[R-sig-ME] Model Definition and Interpretation - Interactions, plus Singularity

Wed Mar 13 02:04:04 CET 2019

Hi Harold and Phillip, thanks for your reply and sorry for the delay.

Your insight was quite helpful. Some comments as I may have not been clear before, I apologize.

Harold - the difficulty estimates I mentioned were obtained by fitting an LLTM to our data.
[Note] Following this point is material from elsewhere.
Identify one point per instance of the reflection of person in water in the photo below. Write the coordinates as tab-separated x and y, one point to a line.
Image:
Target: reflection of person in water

That is how we know the case types are different, additionally, this model provides item-level difficulty estimates as well. The problem is, we are only interested in capturing the change in ability at the case type level, suggesting that the subjects actually understand things at that level (type-vs-type, not item-by-item). I read the reference you sent, and although it was interesting, we are hitting some challenges when taking the IRT path for this analysis, so I am not sure that will help us.

Phillip- Thanks for pointing out the incorrect definition of the interaction I was using, the model makes more sense as you suggested. However, for both cases there is nor convergence, in fact, sometimes it is a singular fit while in other situations it just does not converge. Will using a different optimizer and setting the calc.derivs = FALSE in glmerControl help?

>> If each item belongs uniquely to a single caseType, then you can't estimate caseType by item effects, but you could potentially estimate sequence effects:

>> This latter model would pick up e.g. whether a given item is more or less likely to be corrected rated, beyond the effect of its overarching caseType or sequence position. lme4 will pick up on the "between" design aspects of the item component without you having to be more explicit.

Also, I am not sure I understand what you mean by sequence and case type effects over items. In this particular case, the number at which the item is presented (sequence) _does_ matter, since we are looking for different changes in ability by person, which in turn are set to be different according to the case type. What is the advantage and the interpretation of the inclusion of the variation over items, whether as a slope or an intercept?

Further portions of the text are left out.